On the contrary, if we assume that $f$ is a nontrivial morphism between them amd $I$ is the image, then rank of $I$ is strictly less than both the bundles (since the morphism is nontrivial) and slope of $I$ is less than or equal to the slope of $E \otimes \mathcal O_{\mathbb P^2}(-3)$ which is strictly less than slope of $E$. But I don't see how to achieve a contradiction from here.

At this point, I have an alternative argument in mind which is as follows: if $f \in Hom (E, E \otimes \mathcal O_{\mathbb P^2}(-3))$, then $\text{det}(f) \in H^0(\mathbb P^2, \mathcal O(-3r))=0$. Can we say that $f \in Hom (E, E \otimes \mathcal O_{\mathbb P^2}(-3)) \subset Hom(E,E) \cong \mathbb C$ as $E$ is simple.
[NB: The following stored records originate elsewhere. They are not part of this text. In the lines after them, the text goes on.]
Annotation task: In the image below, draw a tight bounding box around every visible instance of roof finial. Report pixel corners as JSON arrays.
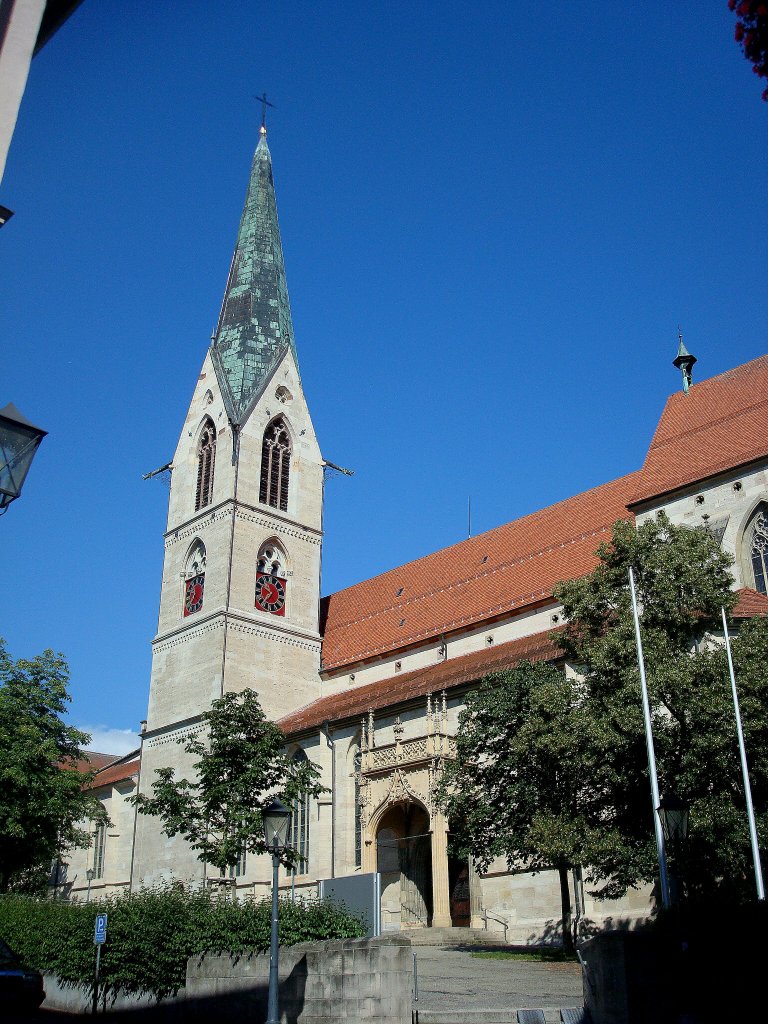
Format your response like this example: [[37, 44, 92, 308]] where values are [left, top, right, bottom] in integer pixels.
[[253, 92, 274, 135], [672, 324, 696, 394]]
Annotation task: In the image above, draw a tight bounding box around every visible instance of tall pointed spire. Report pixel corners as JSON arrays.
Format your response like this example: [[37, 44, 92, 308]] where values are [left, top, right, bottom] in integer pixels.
[[212, 125, 298, 426]]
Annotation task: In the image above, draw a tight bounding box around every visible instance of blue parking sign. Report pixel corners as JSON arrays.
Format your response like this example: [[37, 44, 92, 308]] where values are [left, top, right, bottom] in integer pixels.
[[93, 913, 106, 946]]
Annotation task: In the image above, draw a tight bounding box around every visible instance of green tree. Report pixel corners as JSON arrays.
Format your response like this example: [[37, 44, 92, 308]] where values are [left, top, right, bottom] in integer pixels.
[[132, 689, 325, 871], [556, 513, 768, 898], [0, 640, 106, 892], [438, 663, 595, 949]]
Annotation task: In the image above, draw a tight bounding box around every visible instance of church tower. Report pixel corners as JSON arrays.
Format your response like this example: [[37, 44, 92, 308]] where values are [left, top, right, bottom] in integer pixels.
[[132, 126, 323, 886]]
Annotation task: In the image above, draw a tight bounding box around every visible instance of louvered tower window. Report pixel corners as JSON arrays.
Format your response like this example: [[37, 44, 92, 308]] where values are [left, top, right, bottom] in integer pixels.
[[195, 420, 216, 512], [259, 418, 291, 512], [288, 751, 309, 874]]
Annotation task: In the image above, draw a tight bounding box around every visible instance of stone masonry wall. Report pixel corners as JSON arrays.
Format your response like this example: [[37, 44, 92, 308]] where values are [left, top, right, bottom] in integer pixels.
[[43, 936, 413, 1024]]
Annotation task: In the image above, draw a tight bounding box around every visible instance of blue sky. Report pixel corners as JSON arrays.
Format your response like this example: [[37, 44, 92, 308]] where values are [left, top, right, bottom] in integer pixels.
[[0, 0, 768, 750]]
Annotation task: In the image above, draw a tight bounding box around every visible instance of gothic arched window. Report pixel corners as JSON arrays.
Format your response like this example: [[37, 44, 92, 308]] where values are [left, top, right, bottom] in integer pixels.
[[288, 751, 309, 874], [352, 743, 362, 867], [195, 420, 216, 512], [744, 505, 768, 594], [259, 417, 291, 512], [184, 541, 206, 616]]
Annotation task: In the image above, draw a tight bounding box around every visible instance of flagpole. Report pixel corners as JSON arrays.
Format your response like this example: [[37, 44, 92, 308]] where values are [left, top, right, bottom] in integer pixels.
[[630, 565, 672, 908], [720, 608, 765, 899]]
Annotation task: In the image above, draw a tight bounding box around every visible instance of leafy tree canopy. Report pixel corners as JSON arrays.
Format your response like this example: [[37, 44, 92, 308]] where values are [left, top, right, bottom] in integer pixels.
[[132, 689, 325, 870], [556, 513, 768, 896], [728, 0, 768, 101], [439, 514, 768, 925], [438, 663, 596, 946], [0, 640, 106, 892]]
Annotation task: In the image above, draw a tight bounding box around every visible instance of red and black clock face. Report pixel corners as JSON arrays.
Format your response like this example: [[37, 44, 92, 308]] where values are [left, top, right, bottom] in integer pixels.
[[256, 572, 286, 615], [184, 572, 206, 615]]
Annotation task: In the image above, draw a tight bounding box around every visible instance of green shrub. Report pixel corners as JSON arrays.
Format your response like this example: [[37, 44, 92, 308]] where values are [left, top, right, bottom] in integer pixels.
[[0, 885, 366, 998]]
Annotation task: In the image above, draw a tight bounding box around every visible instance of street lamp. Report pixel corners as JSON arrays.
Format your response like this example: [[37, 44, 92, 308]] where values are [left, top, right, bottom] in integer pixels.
[[261, 798, 291, 1024], [0, 403, 47, 515]]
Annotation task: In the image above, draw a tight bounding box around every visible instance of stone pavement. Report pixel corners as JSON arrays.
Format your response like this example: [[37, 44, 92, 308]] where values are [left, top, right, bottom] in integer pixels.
[[414, 946, 584, 1024]]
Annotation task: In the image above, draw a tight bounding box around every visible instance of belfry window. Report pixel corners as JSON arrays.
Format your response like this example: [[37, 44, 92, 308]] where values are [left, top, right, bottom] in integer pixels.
[[746, 505, 768, 594], [259, 417, 291, 512], [195, 420, 216, 512], [288, 751, 309, 874]]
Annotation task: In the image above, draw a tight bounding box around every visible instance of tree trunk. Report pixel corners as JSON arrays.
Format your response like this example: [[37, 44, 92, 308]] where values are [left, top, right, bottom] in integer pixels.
[[557, 864, 575, 953]]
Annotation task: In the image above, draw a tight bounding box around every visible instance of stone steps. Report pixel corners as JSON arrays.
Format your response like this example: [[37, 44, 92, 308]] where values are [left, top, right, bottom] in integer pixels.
[[414, 1007, 587, 1024], [409, 928, 518, 949]]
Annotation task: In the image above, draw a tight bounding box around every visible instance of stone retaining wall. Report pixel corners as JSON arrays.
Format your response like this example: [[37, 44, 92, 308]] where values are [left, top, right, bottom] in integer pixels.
[[43, 935, 413, 1024]]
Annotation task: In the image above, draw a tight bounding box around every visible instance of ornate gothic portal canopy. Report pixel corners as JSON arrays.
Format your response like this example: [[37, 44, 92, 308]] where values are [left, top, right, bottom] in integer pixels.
[[356, 691, 466, 928]]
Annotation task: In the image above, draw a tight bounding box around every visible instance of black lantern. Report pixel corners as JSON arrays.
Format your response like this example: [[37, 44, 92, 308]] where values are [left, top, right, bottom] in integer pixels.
[[656, 790, 688, 850], [261, 798, 291, 852], [0, 404, 47, 514]]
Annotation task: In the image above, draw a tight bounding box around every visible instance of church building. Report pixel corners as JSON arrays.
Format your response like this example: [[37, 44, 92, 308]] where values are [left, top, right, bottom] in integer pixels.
[[67, 127, 768, 943]]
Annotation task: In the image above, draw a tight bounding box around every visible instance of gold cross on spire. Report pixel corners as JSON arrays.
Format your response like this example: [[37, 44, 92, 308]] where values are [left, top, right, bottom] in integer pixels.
[[253, 93, 274, 131]]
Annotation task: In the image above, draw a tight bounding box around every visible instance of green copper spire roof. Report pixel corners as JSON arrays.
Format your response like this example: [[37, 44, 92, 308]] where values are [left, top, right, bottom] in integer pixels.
[[212, 126, 298, 425]]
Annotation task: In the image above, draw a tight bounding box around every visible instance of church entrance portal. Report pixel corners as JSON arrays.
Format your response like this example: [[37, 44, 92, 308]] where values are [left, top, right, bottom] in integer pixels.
[[376, 804, 432, 931], [449, 856, 472, 928]]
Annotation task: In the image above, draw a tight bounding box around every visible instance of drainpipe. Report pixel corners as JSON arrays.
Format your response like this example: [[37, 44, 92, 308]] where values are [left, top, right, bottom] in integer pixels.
[[323, 722, 336, 879]]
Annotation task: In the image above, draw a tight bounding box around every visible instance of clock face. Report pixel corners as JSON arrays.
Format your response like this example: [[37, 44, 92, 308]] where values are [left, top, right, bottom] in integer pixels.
[[184, 572, 206, 615], [256, 572, 286, 615]]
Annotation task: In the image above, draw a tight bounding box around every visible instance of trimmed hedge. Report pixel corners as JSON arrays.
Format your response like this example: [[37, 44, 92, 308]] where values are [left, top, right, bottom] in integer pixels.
[[0, 885, 366, 998]]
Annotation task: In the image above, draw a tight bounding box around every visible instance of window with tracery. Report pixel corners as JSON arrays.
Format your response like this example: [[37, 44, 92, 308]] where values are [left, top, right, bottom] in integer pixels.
[[195, 420, 216, 512], [259, 418, 291, 512], [748, 506, 768, 594], [352, 744, 362, 867], [288, 751, 309, 874], [93, 823, 106, 879]]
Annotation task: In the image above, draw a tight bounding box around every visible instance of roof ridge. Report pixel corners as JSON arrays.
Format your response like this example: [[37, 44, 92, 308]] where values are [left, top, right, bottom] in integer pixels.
[[286, 628, 562, 736], [323, 469, 642, 606], [327, 524, 608, 636], [646, 393, 768, 460]]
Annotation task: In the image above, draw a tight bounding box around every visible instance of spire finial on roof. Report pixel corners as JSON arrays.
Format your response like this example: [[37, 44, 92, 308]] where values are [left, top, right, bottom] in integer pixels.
[[672, 325, 696, 394], [212, 115, 298, 426], [254, 92, 274, 135]]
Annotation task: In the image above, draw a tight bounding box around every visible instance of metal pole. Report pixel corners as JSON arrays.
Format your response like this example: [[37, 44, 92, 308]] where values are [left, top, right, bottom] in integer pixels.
[[720, 608, 765, 899], [91, 942, 101, 1014], [630, 565, 671, 908], [266, 836, 280, 1024]]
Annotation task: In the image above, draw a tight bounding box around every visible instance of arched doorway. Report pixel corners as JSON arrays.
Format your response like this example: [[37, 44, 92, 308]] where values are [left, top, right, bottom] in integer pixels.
[[376, 803, 432, 931]]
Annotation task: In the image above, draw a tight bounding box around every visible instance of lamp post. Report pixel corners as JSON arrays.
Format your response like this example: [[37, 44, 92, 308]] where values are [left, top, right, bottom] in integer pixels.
[[0, 404, 47, 515], [656, 790, 688, 903], [261, 799, 291, 1024]]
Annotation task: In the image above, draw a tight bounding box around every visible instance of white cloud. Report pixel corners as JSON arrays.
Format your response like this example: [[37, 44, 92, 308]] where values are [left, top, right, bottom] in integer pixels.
[[78, 725, 139, 755]]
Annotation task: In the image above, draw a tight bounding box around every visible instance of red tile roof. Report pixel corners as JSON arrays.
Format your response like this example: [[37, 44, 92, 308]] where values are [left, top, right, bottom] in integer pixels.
[[278, 630, 562, 735], [91, 758, 141, 790], [61, 751, 120, 775], [630, 355, 768, 505], [323, 473, 638, 670], [733, 587, 768, 618]]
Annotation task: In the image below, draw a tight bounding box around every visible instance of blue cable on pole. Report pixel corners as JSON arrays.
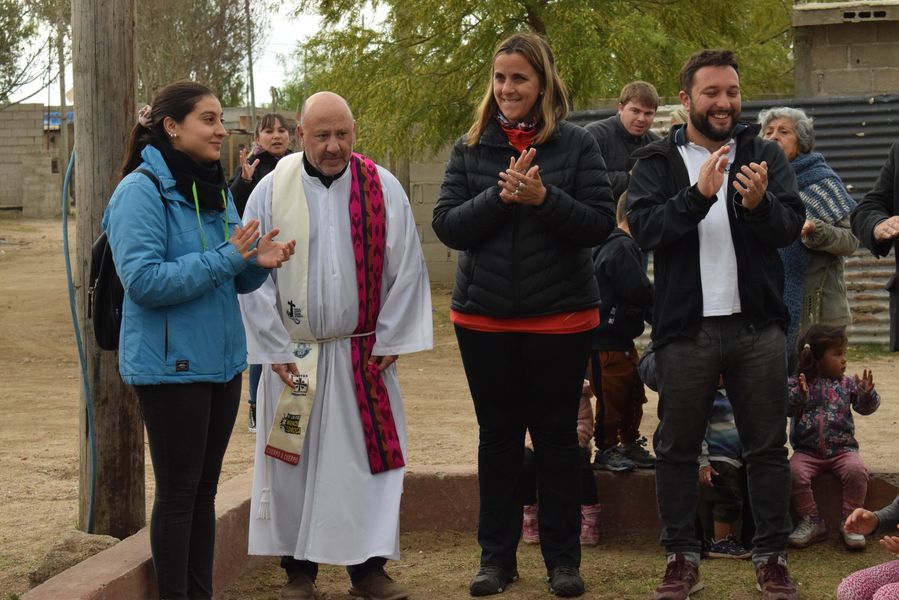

If $f$ is nonzero, its an automorphism of $E$ such that $\text{det}(f)=0$. Can we conclude from there that $f$ must be zero?

My main two points is that:

$(i)$ Is it true that $Hom (E, E \otimes \mathcal O_{\mathbb P^2}(-3)) \subset Hom(E,E)$? (Is this obvious to see?)

$(ii)$ If $f$ is nonzero, automorphism of $E$ such that $\text{det}(f)=0$. Can we conclude from there that $f$ must be zero?

Any suggestion is welcome.

Answer 1

Upper question: It is a general fact that for stable bundles $E,F$ we have $Hom(E,F)\neq 0$ implies $\mu(E) < \mu(F)$.
Now if $\mu(E)=d/r$, then your $F :=E\otimes \mathcal{O}(-3)$ has smaller slope by computing the first Chern class $c_1(E\otimes \mathcal{O}(-3))=c_1(det(E\otimes\mathcal{O}(-3)))=c_1(det(E)\otimes \mathcal{O}(-3)^r)=c_1(E)-3r c_1(H)$ and the last term is negative because $H$ was positive. F has smaller slope because same rank, but smaller $d$ so you can conclude that $Hom(E,F)=0$.

(1): I don't know, what should that map be? for fixed $\phi \in Hom(E,E\otimes \mathcal{O}(-3))$ there is a natural map in the other direction, the Lie bracket $[\_,\phi]: Hom(E,E) \rightarrow Hom(E,E\otimes \mathcal{O}(-3))$ which is in general neither injective nor surjective...

(2): Note that an automorphism $f: E \rightarrow E$ induces by functoriality of $\det$ another automorphism $\det(f)$ acting on $\det(E)$ which is certainly non-zero because $f$ is invertible.